Friends and Family,
We are coming out of the coldest part of the year here. Most of the mosquitoes are gone, but I sleep with 3 blankets on my bed, so it does get surprisingly cold! In Chichewa we say, kukuzizila (it's cold).
- In May my parents came for a visit. It was fun for me to be able to show them what life is like here in Malawi. We visited Lake Malawi, hiked up a mountain, and went on a safari.
- In early June, I taught 6 groups of 10 women each how to make soap. This was in partnership with another organization that works in rural villages. It was exciting for me to see the way their eyes lit up when they realized that the concoction they mixed turned into soap. They will be provided with a starter pack to equip them with the basic materials needed to make soap. They will also have continued oversight as they make decisions about whether to develop a business or use the soap for personal use only. Regardless of their choice, the soap that I have taught them to make will be of much higher quality than what they currently use, while still being really affordable.
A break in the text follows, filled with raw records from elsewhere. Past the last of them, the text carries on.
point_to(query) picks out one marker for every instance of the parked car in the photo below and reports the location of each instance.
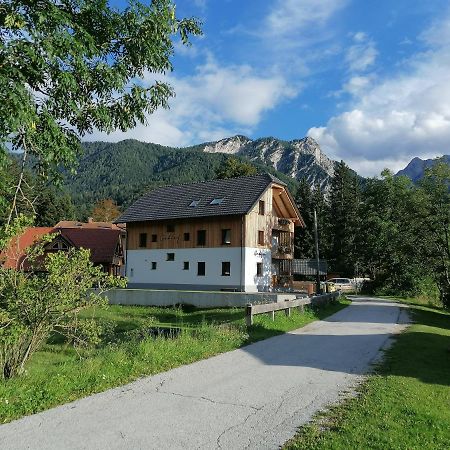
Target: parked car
(343, 284)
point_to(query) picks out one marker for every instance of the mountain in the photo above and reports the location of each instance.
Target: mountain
(300, 158)
(415, 170)
(125, 170)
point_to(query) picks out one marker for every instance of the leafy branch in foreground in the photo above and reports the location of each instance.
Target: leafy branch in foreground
(68, 67)
(35, 303)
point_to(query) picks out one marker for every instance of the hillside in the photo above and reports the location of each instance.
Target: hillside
(415, 170)
(125, 170)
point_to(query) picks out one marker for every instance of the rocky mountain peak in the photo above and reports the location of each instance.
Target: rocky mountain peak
(300, 158)
(230, 145)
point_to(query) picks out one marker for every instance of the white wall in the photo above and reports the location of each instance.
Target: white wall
(170, 273)
(252, 257)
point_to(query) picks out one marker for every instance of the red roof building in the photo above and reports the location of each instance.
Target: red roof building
(105, 243)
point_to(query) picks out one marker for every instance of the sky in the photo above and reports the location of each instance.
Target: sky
(368, 79)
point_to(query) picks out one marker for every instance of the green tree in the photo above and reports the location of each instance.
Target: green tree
(234, 167)
(68, 67)
(435, 187)
(392, 234)
(344, 205)
(34, 305)
(304, 236)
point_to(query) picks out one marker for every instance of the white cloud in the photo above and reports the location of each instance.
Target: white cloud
(390, 121)
(362, 54)
(288, 16)
(215, 102)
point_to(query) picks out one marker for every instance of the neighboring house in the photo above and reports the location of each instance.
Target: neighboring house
(232, 234)
(106, 244)
(14, 257)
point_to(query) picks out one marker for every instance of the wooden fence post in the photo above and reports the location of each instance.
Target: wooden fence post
(249, 315)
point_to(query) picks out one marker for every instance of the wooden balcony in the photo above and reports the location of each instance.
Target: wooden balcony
(281, 224)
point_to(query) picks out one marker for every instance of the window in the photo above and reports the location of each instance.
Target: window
(226, 268)
(260, 237)
(226, 236)
(201, 237)
(60, 246)
(262, 207)
(143, 240)
(259, 269)
(201, 269)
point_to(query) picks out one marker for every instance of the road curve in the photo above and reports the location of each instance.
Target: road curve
(252, 398)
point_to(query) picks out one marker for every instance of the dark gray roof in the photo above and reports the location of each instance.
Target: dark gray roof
(172, 202)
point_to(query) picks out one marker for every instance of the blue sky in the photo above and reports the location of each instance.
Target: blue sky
(368, 79)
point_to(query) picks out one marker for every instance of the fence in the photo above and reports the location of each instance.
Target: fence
(319, 300)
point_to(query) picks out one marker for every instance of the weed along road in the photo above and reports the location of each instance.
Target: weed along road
(254, 397)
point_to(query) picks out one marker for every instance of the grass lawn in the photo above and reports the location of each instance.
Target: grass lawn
(405, 405)
(60, 373)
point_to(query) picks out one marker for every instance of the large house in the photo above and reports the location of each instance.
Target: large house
(231, 234)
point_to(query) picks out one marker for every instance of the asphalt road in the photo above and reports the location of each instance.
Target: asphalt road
(254, 397)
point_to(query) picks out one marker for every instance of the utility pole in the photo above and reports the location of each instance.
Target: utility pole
(316, 239)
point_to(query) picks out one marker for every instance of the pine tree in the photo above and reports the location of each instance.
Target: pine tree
(304, 236)
(344, 205)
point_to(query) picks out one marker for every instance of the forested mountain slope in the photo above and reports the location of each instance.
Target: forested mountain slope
(415, 170)
(125, 170)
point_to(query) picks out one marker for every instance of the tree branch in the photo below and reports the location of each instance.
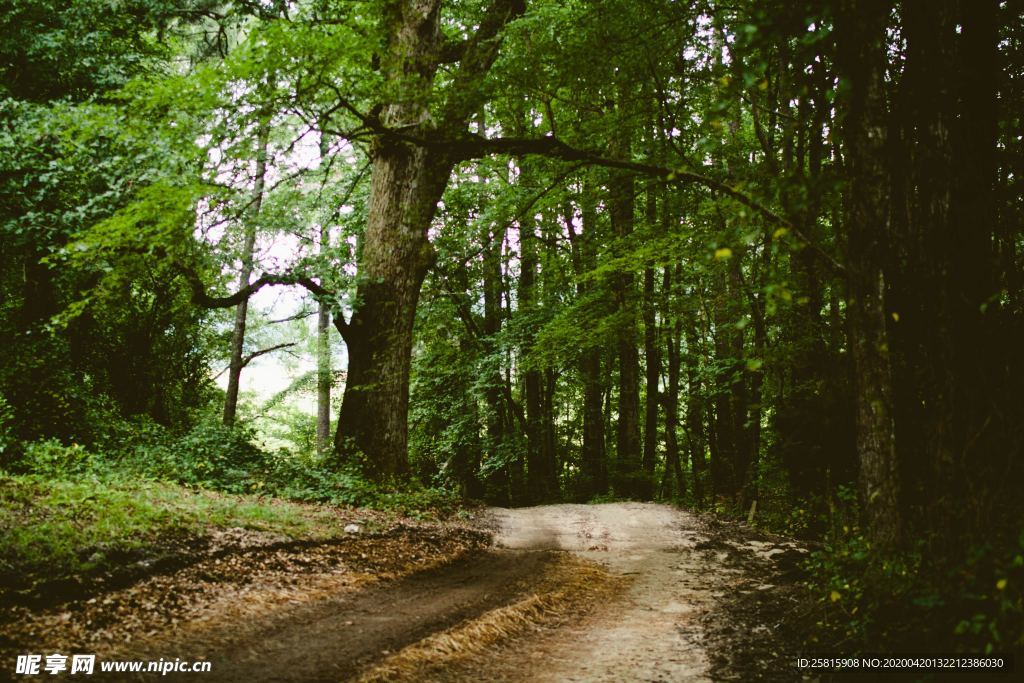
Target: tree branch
(246, 359)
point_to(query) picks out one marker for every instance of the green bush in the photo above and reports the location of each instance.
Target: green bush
(210, 456)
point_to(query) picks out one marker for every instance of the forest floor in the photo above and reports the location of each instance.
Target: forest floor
(612, 592)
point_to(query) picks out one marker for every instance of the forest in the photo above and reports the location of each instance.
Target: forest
(758, 260)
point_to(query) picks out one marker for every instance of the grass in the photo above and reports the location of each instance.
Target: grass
(55, 527)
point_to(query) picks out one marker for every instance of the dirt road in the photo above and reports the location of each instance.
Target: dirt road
(615, 592)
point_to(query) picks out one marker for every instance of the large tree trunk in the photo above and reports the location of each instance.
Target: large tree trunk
(407, 183)
(242, 310)
(673, 460)
(594, 473)
(538, 474)
(497, 414)
(652, 375)
(324, 366)
(628, 456)
(695, 415)
(861, 31)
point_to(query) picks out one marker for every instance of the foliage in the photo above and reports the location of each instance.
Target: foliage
(59, 526)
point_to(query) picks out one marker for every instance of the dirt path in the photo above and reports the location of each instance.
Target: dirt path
(335, 638)
(615, 592)
(654, 632)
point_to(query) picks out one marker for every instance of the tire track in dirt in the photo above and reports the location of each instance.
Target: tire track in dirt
(334, 638)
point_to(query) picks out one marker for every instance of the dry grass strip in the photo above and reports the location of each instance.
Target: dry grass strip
(568, 587)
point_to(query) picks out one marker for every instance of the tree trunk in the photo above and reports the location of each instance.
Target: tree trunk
(407, 183)
(673, 464)
(324, 366)
(652, 375)
(594, 473)
(695, 415)
(861, 36)
(242, 310)
(629, 472)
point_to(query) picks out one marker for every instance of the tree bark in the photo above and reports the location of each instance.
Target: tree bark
(861, 35)
(594, 473)
(408, 180)
(629, 472)
(242, 309)
(673, 460)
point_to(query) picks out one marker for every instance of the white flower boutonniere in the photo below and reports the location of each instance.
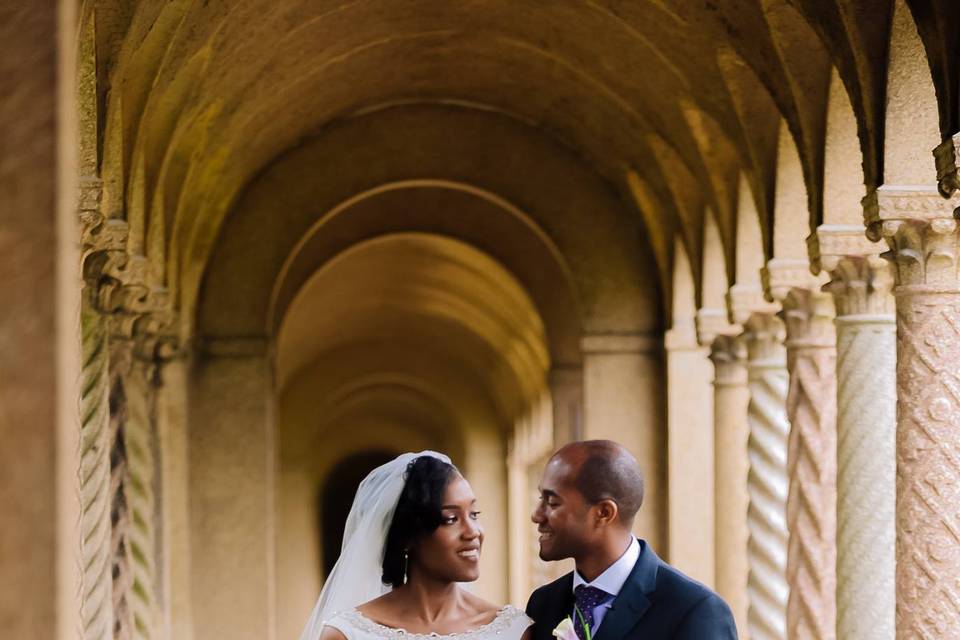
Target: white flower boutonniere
(565, 630)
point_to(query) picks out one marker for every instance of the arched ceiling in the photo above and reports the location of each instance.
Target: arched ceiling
(194, 100)
(454, 307)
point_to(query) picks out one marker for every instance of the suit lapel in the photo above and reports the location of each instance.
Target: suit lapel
(632, 602)
(560, 603)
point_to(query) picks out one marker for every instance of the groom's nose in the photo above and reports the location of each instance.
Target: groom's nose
(537, 515)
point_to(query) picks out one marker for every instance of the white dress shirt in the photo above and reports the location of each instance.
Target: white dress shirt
(610, 581)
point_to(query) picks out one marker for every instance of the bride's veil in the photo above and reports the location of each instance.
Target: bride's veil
(356, 577)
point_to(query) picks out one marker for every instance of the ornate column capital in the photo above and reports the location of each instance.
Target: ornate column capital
(780, 275)
(808, 315)
(921, 230)
(729, 356)
(712, 323)
(764, 335)
(862, 285)
(743, 300)
(945, 155)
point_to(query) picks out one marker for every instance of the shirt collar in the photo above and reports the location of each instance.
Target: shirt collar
(614, 577)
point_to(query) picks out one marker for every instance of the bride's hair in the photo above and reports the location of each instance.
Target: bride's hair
(417, 514)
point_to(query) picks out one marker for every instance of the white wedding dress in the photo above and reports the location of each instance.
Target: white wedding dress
(509, 624)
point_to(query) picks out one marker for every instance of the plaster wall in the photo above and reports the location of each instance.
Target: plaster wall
(232, 485)
(624, 396)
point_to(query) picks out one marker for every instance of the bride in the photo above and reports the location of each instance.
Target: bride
(412, 535)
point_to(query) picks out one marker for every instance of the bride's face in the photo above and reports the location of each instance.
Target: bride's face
(452, 552)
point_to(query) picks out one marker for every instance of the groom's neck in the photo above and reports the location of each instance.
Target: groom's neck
(598, 557)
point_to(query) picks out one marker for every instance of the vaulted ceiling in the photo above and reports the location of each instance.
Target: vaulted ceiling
(660, 105)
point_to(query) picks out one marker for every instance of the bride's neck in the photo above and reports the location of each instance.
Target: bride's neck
(429, 598)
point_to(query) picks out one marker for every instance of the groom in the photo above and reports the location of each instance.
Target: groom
(589, 495)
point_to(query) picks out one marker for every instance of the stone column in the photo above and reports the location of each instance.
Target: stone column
(690, 454)
(731, 467)
(921, 230)
(624, 400)
(811, 464)
(233, 470)
(861, 283)
(566, 395)
(767, 480)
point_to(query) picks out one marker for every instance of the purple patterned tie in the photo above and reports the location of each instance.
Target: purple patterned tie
(586, 598)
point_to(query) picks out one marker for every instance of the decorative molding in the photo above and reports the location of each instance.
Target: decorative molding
(611, 343)
(711, 323)
(729, 356)
(780, 275)
(808, 315)
(926, 254)
(764, 334)
(945, 156)
(886, 207)
(862, 285)
(836, 241)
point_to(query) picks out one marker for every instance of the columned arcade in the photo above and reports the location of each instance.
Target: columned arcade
(249, 250)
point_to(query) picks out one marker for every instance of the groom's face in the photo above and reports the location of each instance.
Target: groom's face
(561, 513)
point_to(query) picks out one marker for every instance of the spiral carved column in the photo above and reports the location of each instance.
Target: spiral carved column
(96, 545)
(866, 446)
(767, 480)
(731, 467)
(811, 464)
(923, 235)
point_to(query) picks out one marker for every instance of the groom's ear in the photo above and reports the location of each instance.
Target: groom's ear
(606, 511)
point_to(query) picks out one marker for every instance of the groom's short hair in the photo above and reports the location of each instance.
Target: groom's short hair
(609, 472)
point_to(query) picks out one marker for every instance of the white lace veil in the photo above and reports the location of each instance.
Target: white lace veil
(356, 577)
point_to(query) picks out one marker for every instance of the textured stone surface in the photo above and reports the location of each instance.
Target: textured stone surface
(767, 481)
(28, 383)
(731, 432)
(861, 285)
(811, 465)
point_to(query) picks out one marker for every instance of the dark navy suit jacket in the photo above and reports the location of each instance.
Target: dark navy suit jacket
(657, 602)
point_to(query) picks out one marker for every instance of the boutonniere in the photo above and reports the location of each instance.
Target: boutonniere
(566, 631)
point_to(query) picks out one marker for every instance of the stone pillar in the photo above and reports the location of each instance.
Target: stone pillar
(39, 338)
(731, 467)
(767, 480)
(811, 464)
(921, 230)
(690, 454)
(566, 394)
(232, 486)
(861, 283)
(624, 400)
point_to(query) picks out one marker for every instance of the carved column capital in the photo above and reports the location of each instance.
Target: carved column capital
(921, 229)
(808, 315)
(743, 300)
(948, 163)
(712, 323)
(862, 285)
(729, 356)
(764, 335)
(780, 275)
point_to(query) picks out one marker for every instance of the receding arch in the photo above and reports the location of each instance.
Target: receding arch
(911, 120)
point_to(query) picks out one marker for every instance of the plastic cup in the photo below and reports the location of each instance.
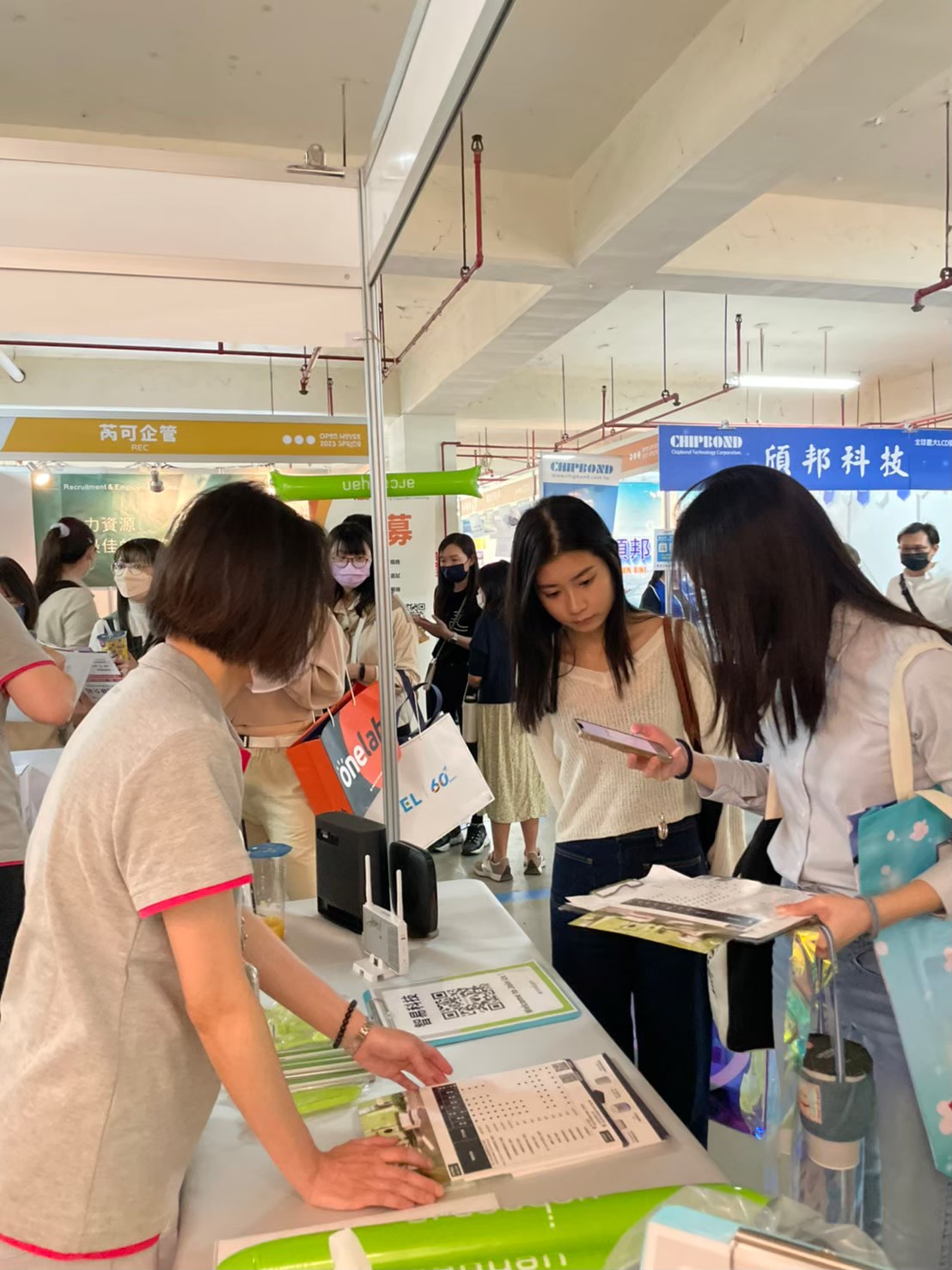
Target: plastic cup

- Toward the end of June, I organized a three-day training for our vocational training students. During our time, we covered the basics of managing a business, catching the attention of customers, and building trust in your products. This is a group of over 50 tailors, bricklayers, carpenters, and photographers from multiple African countries. My favorite part of the training was when we broke into groups based on vocation and discussed how to come up with a fair price for the product. I spent most of my time with the bricklayers, discussing all the inputs into their business and the best way to calculate their costs. Because there is a language barrier, and because I don’t have a close relationship with many of the students, they were hesitant to answer my questions at first. However, in time they grew more comfortable and engaged in a pretty heated discussion about how much cement it takes to build a house. Bricklaying is mostly low paid, simple manual labor, but when the students are able to put to use the head knowledge from the training, they will be able to advance in their careers and become foremen on their job sites.
There have also been several difficult circumstances within our organization, which make me uncertain about how my time here in Malawi will progress. I am hoping to have a clear resolution by next month. This challenging time has left me with a lot of questions. I ask that you pray for our team to remain unified, and for grace and truth in this situation. Through it all, I have found myself forced to trust more in God, and I have been encouraged in seeing Him move to bring out the truth in a situation where I had doubted it was possible.
As I look back on my time here so far, it is encouraging to see the development of our programs and the growth of the people who are a part of them. When I got here there wasn’t any vocational training program at all. Over time we have progressed from one 6-month class focused on equipping individuals with skills that are useful in their context, to three, soon to be four, classes that also provide an element of business training and an opportunity to receive a low interest loan for the entrepreneurs in the group. There are now multiple individuals who have graduated and received loans from There is Hope. Please check out these links to read more in depth about two of our successful carpentry graduates.
Thank you all for your continued support. I am always encouraged when I receive a short message that you are praying for me, and I am always happy to share more stories if you are interested.